# My Machine



## HMF (Oct 15, 2016)




----------



## Eddyde (Oct 15, 2016)

A parody on the Marine Corps Creed, "This is My Rifle" Nice!


----------



## wrmiller (Oct 15, 2016)

Yea, my thought as well Eddy.


----------



## HMF (Oct 15, 2016)

The image was done by Pat Holbrooke in 1944. There are many sources of the poster online looking to sell it to you.


It reads:

 My Machine . . .

This is my machine.

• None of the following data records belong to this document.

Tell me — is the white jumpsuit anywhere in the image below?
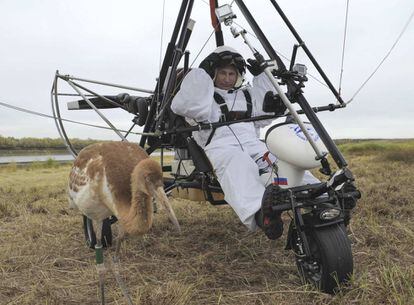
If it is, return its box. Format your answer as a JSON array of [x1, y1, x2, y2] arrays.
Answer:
[[171, 68, 318, 230]]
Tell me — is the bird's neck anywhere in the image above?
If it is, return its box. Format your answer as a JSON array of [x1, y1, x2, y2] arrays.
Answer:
[[123, 187, 154, 234]]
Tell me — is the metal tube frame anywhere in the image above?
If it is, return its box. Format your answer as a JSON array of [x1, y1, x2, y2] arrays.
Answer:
[[270, 0, 346, 107], [57, 74, 154, 94], [235, 0, 347, 168], [139, 0, 189, 147]]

Mine!

There are other machines but this one is mine.

It is a part of me – I am a part of it.

We are one.

Together we are forging the weapons of Victory –

Weapons that will strike the shackles from men who would be free-

As I am free!

With thy help, O Lord, I will bring forth the most and the best

That is possible from my machine.

It multiples the power of my hands – when my hands are on the job.

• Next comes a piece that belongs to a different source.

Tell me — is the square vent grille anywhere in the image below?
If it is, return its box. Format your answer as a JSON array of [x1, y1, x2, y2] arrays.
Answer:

It does true work –  when my brain is alert to control it.

It does not falter – unless I falter.

It does not stop – unless I forget.

In the lands of my enemies, slaves, under the whip,

Labor at machines.

But I am free!

I abide by my machine of my own free will.

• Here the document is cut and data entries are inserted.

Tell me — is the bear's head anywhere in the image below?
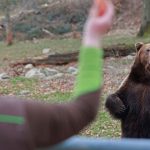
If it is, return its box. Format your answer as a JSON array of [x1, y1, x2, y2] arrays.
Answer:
[[135, 42, 150, 74]]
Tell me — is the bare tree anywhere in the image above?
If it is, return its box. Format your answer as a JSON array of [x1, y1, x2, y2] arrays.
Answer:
[[0, 0, 17, 45], [138, 0, 150, 36]]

No man is my master – no man my slave.

And this way is best.

It is!

By unfaltering example we shall prove it is best –

My machine and I.

By argosies of ships and tanks and planes,

In the only language the enemy understands,

We shall prove it.

This is our pledge – mine and my machine’s –

Till Freedom’s light comes on again.


----------



## John Hasler (Oct 15, 2016)

Eddyde said:


> A parody on the Marine Corps Creed, "This is My Rifle" Nice!


The version of "This is My Rifle" I learned in the Army cannot be reproduced here.


----------



## Subwayrocket (Oct 25, 2016)

haha yep ...you learn quick to never call it a gun .


----------